Thursday, November 27, 2008

Doctor Who 45th Anniversary


Last Sunday was the 45th anniversary of Doctor Who. It’s hard to believe that Doctor Who has been around for so long. When I started to watch it Peter Davison was the Doctor and once I got into the series, I was mesmerized. I was/am fascinated by virtually everything about the series. If I may indulge in how I became a fan of this series, it goes all the way back to 1984.
I knew of Doctor Who for much of my life but I was a Star Wars fan. I saw Star Wars in theaters in 1977 at the very young age of 3. My parents brought me to see it. Obviously, visually it was astounding. It was fast paced and everything was perfect for am impressionable you to watch. It made me think anything was possible. The ideas behind the story was vast and on a massive scale. That was my benchmark in watching anything that was remotely labeled as science fiction. Doctor Who was shown on our PBS station KTCA in the early 80s running the Tom Baker episodes on a Mon-Fri schedule. I think at 5:30pm every night. I say I think because I never watched it. I know the bully at my school watched it as he would mention it while he was pushing me to the ground. That might be another reason why I never watched it. That and also because when I turned it on one day I caught a glimpse of it and it looked extremely cheap and did not hold my interest. It just made me turn the channel.
Jump forward a couple of years and on one Friday August night, (September I would enter the fifth grade) I am at home and my Mom calls me into the kitchen where she was watching TV. I started to watch this really fun program with her. The show already started but it was a science fiction/fantasy affair that was based in seventeenth century London. It caught my Mom’s attention because she thought the costumes were colorful and somehow appealed to her. Amongst all of these strange characters, there was a colorful android which would dress in a black robe and where a skull mask and there was another guy who wore a beige/cream colored outfit with a coat that had red piping and for some reason (which I really still do not buy to this day) wore what looked like celery on his lapel.

Obviously, I am talking about Doctor Who. The story was The Visitation. At this point in the broadcast history of KTCA showing the series, Doctor Who moved on from daily broadcasts to once a week now as a movie version broadcast. While watching the story, I thought to myself this must be Doctor Who even though I didn’t really know what Doctor Who was. Somehow I just sensed this even though I hardly ever seen it.

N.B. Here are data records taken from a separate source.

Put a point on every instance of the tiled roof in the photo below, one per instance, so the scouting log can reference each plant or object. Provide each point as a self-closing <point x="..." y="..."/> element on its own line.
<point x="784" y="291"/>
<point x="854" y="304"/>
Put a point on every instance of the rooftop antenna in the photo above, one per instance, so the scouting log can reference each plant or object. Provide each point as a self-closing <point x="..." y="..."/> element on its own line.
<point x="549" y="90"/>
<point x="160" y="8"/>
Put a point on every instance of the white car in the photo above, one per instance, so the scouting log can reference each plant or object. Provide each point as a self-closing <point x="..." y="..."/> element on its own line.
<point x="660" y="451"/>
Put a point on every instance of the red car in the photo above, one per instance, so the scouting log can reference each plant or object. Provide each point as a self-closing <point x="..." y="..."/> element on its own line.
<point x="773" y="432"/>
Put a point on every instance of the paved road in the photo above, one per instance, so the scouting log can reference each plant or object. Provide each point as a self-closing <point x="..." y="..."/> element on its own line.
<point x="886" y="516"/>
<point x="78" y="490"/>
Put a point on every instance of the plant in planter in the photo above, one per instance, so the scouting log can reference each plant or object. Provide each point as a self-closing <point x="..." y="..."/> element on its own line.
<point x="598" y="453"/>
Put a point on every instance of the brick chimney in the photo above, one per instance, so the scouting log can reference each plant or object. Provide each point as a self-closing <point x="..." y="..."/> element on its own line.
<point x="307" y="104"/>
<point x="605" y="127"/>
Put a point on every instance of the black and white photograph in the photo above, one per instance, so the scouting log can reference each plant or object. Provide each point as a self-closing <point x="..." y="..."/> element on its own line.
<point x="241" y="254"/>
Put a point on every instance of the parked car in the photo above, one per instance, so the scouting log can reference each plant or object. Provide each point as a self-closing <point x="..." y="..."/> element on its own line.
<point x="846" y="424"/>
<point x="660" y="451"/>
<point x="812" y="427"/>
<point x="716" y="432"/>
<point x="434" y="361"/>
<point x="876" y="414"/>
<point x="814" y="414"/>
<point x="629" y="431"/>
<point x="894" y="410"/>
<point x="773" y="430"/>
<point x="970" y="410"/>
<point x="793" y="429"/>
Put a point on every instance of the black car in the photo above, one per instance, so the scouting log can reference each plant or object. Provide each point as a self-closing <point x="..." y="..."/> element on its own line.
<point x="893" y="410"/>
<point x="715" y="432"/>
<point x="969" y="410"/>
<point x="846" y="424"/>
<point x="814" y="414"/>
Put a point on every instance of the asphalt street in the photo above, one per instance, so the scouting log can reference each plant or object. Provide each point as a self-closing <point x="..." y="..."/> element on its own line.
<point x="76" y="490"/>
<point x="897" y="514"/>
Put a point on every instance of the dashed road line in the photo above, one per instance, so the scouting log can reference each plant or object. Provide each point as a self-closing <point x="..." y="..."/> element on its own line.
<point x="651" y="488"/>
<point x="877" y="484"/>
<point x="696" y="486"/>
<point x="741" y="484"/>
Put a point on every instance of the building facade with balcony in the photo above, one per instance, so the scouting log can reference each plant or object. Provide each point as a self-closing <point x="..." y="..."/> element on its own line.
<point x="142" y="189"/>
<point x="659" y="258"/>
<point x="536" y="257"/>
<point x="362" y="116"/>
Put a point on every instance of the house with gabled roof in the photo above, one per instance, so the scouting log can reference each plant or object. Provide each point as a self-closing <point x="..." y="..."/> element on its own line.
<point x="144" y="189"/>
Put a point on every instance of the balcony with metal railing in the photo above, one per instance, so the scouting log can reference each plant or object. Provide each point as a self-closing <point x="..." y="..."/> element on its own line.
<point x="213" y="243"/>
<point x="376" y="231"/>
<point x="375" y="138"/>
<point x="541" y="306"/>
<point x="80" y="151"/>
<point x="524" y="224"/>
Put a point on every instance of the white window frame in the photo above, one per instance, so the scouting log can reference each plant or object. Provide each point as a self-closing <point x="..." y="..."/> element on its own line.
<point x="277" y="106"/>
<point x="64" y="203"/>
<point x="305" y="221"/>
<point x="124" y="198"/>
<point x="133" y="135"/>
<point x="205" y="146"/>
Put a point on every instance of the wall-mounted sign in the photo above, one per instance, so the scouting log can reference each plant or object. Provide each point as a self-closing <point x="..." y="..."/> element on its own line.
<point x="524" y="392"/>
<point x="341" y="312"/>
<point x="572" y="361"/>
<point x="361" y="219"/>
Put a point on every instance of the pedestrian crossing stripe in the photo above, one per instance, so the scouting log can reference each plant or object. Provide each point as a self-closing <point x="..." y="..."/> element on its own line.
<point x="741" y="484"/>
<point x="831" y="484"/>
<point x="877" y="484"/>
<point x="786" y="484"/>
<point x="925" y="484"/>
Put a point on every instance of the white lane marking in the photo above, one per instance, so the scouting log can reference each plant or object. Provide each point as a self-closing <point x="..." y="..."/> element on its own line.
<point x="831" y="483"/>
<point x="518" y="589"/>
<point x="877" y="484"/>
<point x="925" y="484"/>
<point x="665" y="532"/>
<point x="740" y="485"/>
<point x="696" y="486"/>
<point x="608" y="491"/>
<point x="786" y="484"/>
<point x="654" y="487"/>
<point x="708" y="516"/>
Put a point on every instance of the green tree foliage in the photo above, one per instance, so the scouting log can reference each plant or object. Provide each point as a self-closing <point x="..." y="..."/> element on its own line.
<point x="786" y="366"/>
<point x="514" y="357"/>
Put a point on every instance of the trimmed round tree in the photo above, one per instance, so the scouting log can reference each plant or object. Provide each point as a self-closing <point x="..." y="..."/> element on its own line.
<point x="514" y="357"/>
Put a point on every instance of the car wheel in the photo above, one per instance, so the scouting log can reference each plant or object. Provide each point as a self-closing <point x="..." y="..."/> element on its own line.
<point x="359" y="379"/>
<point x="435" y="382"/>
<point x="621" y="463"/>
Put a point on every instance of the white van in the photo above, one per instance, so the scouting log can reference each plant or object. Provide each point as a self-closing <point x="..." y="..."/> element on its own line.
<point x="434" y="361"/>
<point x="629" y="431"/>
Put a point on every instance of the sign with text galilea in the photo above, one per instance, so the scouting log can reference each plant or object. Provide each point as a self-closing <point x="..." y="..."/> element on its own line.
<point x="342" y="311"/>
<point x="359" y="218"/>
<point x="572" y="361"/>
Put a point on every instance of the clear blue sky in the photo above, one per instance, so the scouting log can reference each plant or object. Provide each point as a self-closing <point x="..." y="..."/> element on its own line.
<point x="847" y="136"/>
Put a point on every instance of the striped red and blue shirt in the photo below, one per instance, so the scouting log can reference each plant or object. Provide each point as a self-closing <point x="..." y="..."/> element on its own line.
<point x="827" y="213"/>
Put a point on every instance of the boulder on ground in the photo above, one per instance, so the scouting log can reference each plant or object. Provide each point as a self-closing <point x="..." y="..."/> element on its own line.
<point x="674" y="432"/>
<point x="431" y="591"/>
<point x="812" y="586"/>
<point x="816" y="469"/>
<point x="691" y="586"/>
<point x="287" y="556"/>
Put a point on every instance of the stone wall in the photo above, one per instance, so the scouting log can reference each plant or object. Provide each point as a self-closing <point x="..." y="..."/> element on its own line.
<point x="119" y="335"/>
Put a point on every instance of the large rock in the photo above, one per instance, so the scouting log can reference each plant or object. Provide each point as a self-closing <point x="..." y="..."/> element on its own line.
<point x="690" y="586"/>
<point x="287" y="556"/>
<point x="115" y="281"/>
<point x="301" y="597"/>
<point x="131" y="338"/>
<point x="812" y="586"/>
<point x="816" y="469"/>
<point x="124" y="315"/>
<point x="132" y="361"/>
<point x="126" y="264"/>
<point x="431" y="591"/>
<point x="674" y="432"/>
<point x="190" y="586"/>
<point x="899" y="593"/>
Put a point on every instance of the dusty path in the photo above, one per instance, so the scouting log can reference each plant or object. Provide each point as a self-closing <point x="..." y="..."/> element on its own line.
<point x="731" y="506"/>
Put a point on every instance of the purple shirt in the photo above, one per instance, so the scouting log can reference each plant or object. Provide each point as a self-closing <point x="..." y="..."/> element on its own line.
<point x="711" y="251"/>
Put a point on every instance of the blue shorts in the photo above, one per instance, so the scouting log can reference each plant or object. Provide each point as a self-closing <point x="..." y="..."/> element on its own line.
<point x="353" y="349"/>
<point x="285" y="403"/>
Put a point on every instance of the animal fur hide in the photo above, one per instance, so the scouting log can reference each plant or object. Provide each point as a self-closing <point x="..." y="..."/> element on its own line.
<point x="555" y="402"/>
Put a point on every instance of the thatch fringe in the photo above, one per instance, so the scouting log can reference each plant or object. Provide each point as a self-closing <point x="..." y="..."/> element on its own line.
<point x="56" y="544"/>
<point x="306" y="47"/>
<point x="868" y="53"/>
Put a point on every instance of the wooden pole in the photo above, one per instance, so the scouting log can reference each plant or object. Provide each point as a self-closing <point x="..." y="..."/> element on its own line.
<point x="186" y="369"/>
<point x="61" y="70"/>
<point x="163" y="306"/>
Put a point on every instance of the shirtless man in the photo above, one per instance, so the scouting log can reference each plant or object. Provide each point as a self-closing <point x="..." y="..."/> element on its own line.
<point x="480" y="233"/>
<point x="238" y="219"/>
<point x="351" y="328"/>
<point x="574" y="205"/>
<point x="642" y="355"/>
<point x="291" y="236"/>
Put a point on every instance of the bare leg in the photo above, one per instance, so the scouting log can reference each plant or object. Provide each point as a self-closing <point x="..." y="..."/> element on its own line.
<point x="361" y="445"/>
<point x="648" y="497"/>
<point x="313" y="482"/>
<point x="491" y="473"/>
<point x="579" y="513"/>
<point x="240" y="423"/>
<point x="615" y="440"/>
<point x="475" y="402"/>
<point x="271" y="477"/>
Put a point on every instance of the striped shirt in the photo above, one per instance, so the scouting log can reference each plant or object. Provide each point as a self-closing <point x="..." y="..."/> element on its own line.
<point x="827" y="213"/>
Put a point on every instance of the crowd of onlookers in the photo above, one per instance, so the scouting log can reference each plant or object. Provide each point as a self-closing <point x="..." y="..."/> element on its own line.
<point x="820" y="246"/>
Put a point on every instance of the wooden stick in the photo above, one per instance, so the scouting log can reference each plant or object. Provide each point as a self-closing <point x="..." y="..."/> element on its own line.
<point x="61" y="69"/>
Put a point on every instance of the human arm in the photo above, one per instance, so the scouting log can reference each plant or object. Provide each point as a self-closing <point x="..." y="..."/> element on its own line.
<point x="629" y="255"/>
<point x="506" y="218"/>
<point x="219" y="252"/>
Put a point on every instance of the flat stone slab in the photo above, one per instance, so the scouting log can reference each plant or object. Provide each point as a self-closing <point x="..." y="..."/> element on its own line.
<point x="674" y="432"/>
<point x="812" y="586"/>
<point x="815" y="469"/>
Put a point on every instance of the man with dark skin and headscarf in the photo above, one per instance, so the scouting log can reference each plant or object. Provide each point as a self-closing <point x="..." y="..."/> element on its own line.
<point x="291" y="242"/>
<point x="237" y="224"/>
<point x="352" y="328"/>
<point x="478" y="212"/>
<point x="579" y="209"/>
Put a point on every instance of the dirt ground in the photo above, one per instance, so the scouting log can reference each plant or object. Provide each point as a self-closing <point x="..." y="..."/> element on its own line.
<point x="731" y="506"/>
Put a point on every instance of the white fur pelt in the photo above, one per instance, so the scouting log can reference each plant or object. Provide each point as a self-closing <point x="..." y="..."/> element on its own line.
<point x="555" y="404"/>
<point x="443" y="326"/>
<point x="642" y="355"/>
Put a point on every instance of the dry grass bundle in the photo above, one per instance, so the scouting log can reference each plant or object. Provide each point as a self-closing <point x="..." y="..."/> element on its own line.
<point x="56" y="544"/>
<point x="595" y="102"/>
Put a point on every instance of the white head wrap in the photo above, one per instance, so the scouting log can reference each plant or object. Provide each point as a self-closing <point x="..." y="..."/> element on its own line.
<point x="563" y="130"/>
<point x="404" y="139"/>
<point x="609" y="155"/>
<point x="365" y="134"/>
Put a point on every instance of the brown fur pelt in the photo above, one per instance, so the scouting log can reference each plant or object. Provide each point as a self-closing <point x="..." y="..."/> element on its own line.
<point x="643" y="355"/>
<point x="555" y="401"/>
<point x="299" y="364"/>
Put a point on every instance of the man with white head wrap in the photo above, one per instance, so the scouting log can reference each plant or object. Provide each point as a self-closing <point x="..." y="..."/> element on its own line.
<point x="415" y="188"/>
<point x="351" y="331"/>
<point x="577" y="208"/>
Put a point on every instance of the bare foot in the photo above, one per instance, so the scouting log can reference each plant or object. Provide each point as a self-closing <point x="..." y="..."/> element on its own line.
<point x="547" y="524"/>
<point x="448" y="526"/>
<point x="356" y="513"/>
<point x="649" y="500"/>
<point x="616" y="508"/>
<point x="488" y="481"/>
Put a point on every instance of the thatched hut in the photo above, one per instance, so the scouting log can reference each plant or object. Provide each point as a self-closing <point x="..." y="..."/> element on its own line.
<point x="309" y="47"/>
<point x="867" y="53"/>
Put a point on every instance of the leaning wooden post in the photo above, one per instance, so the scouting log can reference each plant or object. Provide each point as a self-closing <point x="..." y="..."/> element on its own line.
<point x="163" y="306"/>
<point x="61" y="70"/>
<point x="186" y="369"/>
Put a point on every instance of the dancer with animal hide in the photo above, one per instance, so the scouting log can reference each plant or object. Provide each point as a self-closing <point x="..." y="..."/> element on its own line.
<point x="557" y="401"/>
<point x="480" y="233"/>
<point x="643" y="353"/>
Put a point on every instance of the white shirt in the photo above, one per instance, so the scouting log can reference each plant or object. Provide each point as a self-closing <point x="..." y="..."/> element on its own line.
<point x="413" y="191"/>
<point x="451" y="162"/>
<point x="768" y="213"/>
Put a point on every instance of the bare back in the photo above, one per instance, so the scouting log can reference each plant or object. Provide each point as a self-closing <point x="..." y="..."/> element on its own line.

I knew the character Doctor Who that wore a long scarf and had floppy curly hair but I didn’t know about this new different guy. So, when my suspicions were confirmed that I was watching Doctor Who, I just assumed that it meant that there were two actors who had played Doctor Who at this point. Good old KTCA soon set me straight.

Goodness me there are five of them now!
About a month after I started to watch Doctor Who on a regular basis, KTCA broadcast The Five Doctors. From what little I cobbled together of the series based on the few episodes I had seen up to this point had been completed blown out of the water. It was a complete shock that there were five Doctors and that they were all meant to be the same character. Also, it was a massive surprise to me to learn the series had been running for twenty years!


I greatly enjoyed the story but the one thing that grabbed my interest more than any treacherous Time Lords, Raston Robots, or Mind Probes was the opening sequence with William Hartnell. I knew the series was old but it came as quite a shock to see that short sequence when everything else I had ever seen of Doctor Who was of a younger man playing the title role as well as stories shown in color. It was like this distant message that broke through from some other dimension. It was magical. When The Five Doctors started with that short excerpt from Flashpoint, it’s like I knew I was going to be a fan for a long time and I wanted to see as much of the series as I possibly could.
Over the years I met many fans. I been to many conventions, worked on many conventions and even ran a couple. I ran fan clubs, viewing societies, and panels. I met and personally know actors and actresses who have appeared in Doctor Who. Friends of mine who were fans have gone through phases where they stopped watching for a while and eventually came back. I never stopped watching. I enjoy Doctor Who as much now as I did when I saw The Visitation all those years ago.
I did my own personal celebration Sunday November 23rd watching the documentary Doctor Who: Origins, An Unearthly Child, and Journey’s End. It was a very enjoyable evening.
This week is Thanksgiving and as I have Friday off, I will be spending the day watching more Doctor Who. To me, I will always associate Doctor Who with the Thanksgiving holiday. I am probably not the only fan who feels this way but, that’s another story…..

1 comment:

Unknown said...

I really appreciate your blog. I watched Doctor Who religously in the early 80s. Lately, I've been trying to fit the whole thing in a sort of time frame (for whatever reason) in my head. I remember the episodes were shown on weekdays and then it switched to the movie format on the weekends. You helped get a clearer understanding of when the change took place.